Even now, it is not difficult to find many good leaders at every level of our society. But in their youth they are typically broken until they learn to bow to the imperatives of the system. Subdued, they often become its cynical apologists. So it is important, when we ask for new leaders, to remember to also ask for new structures, new values, and new practices.
The routines and forms of government are probably the easiest to change. The change may be done by executive order, by legislation, or by constitutional revision. Far more resistant to change, however, are the basic structures that determine the distribution of wealth and power across society’s classes and groups. The operation of these structures is carefully masked in everyday life, or explained away as an aspect of the natural order of things. Access to wealth is the most contested part of social life, the final object of all politics.
Shifting from presidential to a parliamentary system, or from a unitary to a federal government, is nothing more than cosmetic change unless there is also substantive alteration in the distribution of economic resources, and in the nature and basis of state power. The present system, to state the obvious, remains in the hands of a small oligarchy, whose chronic inability to develop a robust economy and alleviate mass poverty is at the root of its recurrent crisis.
The economy’s weakness is visible in its almost total dependence on the remittances of overseas workers. The country’s agricultural base where the majority of our people still work and live is a picture of stagnation and neglect. Manufacturing has progressively contracted over the years. The remaining vibrant sector, services, thrives mainly on the resources made available by our overseas workers.
But the most significant index of the present system’s bankruptcy is the gigantic debt burden that successive administrations have passed on to the Filipino people. The debt service constitutes the single largest component of the national budget. The senselessness of this burden is best exemplified by the Bataan Nuclear Power Plant, a facility that Filipinos have been paying for since 1986 even if it has not produced a single kilowatt of electricity.
Our problem clearly is not just Gloria Macapagal Arroyo. It is the whole country’s political leadership. It is not just corruption, patronage politics, or electoral fraud; or smuggling, jueteng, and illegal logging. It is the entire system. It is not just the high population growth. It is the whole way of life that the poor have been forced to invent in order to deal with the pressures of unmitigated want.

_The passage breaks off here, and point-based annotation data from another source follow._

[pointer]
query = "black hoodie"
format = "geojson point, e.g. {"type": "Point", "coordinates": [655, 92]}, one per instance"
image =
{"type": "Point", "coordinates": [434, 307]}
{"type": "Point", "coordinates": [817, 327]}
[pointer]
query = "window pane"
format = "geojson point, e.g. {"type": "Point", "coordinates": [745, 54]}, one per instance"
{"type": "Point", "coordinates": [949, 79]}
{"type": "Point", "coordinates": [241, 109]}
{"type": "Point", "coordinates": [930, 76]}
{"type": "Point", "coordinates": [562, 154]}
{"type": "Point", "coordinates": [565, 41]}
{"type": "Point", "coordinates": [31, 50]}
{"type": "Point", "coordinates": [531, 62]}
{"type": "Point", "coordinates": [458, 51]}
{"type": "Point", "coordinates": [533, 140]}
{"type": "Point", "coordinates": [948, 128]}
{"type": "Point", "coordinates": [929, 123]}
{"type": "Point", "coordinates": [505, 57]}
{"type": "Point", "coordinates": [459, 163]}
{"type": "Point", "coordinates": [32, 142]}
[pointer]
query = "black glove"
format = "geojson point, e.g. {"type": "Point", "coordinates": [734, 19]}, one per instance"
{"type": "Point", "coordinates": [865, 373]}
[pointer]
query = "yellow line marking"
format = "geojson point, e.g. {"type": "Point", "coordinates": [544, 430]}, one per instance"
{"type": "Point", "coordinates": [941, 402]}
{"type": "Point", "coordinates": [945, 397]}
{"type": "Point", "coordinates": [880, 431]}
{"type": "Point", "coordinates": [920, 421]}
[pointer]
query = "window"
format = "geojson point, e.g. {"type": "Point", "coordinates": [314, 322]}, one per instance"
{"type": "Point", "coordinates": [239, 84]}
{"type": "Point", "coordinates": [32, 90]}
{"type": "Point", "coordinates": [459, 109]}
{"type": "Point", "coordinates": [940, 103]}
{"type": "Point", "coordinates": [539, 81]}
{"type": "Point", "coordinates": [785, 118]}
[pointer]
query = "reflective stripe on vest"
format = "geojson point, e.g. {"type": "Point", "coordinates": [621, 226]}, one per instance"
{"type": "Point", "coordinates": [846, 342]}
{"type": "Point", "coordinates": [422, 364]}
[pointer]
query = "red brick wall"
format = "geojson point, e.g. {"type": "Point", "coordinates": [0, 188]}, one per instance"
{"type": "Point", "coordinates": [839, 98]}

We have not been lacking in people who tell us that the system itself must change as a precondition for solving our most pressing problems. However, it is doubtful if such people will ever be elected into office under the existing rules of the game. Yet ironically, the three extra-constitutional episodes in the nation’s recent past – Martial Law in 1972, Edsa I in 1986, and Edsa II in 2001 — have only nurtured in our people a distrust for political upheavals. This defensive conservatism is what is propping up the dysfunctional government of Ms. Arroyo.
In the presidential elections of 2004, the upper and middle classes turned a blind eye to the massive cheating and gross misuse of public funds that attended the election of Ms. Arroyo. They suspended their values and lowered their ideals in the belief that the alternative to her presidency would be worse. Their fear of chaos has made them politically quiescent.
I personally do not think that anyone needs to worry about a catastrophic breakdown of public order. What I find disturbing is the corrosive mood of surrender that is spreading among our people. Many are simply giving up and moving out. How to reverse this tide of demoralization is the challenge of leadership in our time. The country awaits leaders who can still mobilize trust, and instill hope in our people by offering them a roadmap to viable social reform and a vision of a future that is worth fighting for.